Converting Huge Archive into smaller ones

Legend986 · October 15, 2008, 3:08pm

I have a 13G gz archive... The problem is that when I expand it, it goes to 300G and I don't have so much of hdd space. The file is a one huge file: rrc.tar.gz. What I want to do is to extract the archive but at each step gzip the resulting file.

So, if

gunzip -c rrc00.tar.gz | tar -xvf -

gives me an uncompressed directory, I want each of the files to be gzipped as and when they are extracted. So for example, if the resulting directory is something like

2007/fileA.txt
2007/fileB.txt

I want fileA.txt to be gzipped into fileA.txt.gz before it goes and extracts fileB.txt. Is there a way that this is possible?

togr · October 15, 2008, 3:58pm

I was succesful with this
gunzip -c rr.tar.gz | tar -tf - > contents
for f in `cat contents`; do gunzip -c rr.tar.gz | tar -xf - $f; gzip $f; done

but it has a huge drawback of doing gunzip of the whole file and extracting just one.
It'd be much better to do "gunzip -c" once, and then parse the output

google for two interesting tar's options: --to-stdout (-O) and --to-command=
I need to go now, but Ill be glad if you share the solution with us. It's interesting.

Legend986 · October 15, 2008, 4:02pm

Thank You for the advice. There is a heavy resource constraint so I will try to explore more. I could think of one solution and I would appreciate if someone could provide a better one...

I would do a

 gunzip -c rrc00.tar.gz | tar -xvf -

And then setup a crontab to look for new files in the current directory with a certain extension. If there is, then I would gzip the file. This is the simplest I could think of. Please let me know if it is the best though

Legend986 · October 15, 2008, 4:19pm

Coming to think of it, I am now facing another problem. If the file is in the middle of execution, there is a chance that the cron will take even this file into consideration and execute a gzip on it which could be a problem. Is there a way to tell the find command to find only those files which are not being accessed by any other process?

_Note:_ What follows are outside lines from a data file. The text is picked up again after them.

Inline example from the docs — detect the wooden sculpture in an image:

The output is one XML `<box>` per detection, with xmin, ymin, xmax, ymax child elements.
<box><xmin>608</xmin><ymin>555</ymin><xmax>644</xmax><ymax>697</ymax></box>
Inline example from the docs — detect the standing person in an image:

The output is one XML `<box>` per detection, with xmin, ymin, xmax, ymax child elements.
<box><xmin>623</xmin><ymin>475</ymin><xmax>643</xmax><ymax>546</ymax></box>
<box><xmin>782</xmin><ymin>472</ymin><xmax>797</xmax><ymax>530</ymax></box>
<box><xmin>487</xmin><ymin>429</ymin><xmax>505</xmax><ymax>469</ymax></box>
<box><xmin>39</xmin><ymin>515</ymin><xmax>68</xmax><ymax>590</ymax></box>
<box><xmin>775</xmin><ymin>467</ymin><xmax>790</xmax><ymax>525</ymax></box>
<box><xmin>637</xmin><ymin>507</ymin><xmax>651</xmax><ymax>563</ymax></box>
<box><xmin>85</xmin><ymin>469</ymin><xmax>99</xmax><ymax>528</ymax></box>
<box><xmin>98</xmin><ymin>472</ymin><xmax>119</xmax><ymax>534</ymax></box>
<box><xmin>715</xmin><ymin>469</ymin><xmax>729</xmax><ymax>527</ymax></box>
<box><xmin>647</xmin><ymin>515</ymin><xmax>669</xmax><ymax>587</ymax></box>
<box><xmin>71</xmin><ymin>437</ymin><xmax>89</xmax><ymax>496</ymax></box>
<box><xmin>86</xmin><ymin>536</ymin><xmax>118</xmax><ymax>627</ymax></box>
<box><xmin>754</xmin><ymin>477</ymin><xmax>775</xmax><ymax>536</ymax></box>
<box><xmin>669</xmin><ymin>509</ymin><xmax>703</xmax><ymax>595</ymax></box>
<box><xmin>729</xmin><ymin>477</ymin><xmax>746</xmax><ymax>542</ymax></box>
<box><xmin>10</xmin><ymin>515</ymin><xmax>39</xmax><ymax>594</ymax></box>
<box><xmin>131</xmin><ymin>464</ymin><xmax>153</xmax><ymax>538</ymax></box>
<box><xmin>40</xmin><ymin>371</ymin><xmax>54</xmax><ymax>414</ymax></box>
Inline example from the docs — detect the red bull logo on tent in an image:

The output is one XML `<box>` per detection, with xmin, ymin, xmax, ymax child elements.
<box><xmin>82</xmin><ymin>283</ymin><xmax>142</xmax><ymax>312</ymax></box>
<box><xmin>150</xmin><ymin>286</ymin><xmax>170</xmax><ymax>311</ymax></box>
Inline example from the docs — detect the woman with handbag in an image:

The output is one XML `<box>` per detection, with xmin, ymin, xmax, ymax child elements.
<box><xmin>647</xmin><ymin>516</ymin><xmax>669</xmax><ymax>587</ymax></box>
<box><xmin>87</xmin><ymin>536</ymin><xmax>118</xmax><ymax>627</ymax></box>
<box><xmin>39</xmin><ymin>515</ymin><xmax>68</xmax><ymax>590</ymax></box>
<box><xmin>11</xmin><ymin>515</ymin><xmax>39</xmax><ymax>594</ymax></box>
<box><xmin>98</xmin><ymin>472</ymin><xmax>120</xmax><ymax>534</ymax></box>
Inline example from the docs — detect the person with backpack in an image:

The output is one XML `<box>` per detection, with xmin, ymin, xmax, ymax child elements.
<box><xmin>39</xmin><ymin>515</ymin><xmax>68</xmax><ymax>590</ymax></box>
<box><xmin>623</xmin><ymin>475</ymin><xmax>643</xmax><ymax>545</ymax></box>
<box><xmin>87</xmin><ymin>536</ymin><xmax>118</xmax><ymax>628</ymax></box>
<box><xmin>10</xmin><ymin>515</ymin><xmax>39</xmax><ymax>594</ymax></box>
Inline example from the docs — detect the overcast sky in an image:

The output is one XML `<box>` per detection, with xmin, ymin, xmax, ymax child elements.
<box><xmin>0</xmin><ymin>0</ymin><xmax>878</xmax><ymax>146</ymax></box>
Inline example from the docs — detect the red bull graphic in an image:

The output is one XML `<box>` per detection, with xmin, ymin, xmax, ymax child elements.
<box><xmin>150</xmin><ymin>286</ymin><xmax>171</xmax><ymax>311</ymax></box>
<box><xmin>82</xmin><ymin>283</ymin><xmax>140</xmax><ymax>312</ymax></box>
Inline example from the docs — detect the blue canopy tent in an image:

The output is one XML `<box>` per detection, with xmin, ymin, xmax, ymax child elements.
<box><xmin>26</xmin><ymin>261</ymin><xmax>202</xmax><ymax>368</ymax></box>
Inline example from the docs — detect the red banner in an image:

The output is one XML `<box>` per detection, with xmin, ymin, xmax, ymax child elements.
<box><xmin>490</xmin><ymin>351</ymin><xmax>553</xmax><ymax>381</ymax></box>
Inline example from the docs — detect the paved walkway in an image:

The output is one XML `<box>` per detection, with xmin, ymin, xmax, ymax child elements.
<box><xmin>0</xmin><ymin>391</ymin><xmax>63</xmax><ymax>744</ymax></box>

Legend986 · October 16, 2008, 3:23am

I never imagined, I would face so many problems with a directory archived the wrong way In any case, I was able to convert a complete directory archive into a directory of archives. In any case, here's a solution for those interested:

Problem:
A directory was gzipped on the whole. So, it becomes almost impossible to extract data from some particular files efficiently.

Constraint:
The archive is 13G and expands into 250G but the disk capacity is 50G

Conventional Answer:
13G Directory Archive --> Expands to 250G --> Converted into 13G Directory of Archives

Answer:
Convert the directory archive into a directory of archives.

Solution:

Step 1:

Prepare a shell script and place it in the directory where the archive is to be extracted: checkAndGzip.sh

#!/bin/bash

for FILE in `find ./ -name "*.extension"`
do
        temp=`lsof $FILE | awk '{if(NR>1) if($4 ~ "w") print $4}'`;
        if [ "$temp" = "" ]; then
                #Implies that the file is not in use
                #Initiate gzip on file
                gzip $FILE;
        fi
done;

Note: Observe the usage of lsof which is a nice utility that tells if the file is in use.

Step 2:

Setup a cron as

*/2 * * * * /path/to/checkAndGzip.sh > output

Note: Cron runs every two minutes

Step 3:

Run this command in the directory:

gunzip -c archive.tar.gz | tar -xvf -

Logic:The logic is pretty simple. On the one hand, the extraction takes place and on the other, the cron executes a shell script that checks if a new file has been generated and then gzips it. The reason why we use lsof is to verify if the file is still being extracted (gzip doesn't seem to care about partial files) and if a file is in use, skip it during this run.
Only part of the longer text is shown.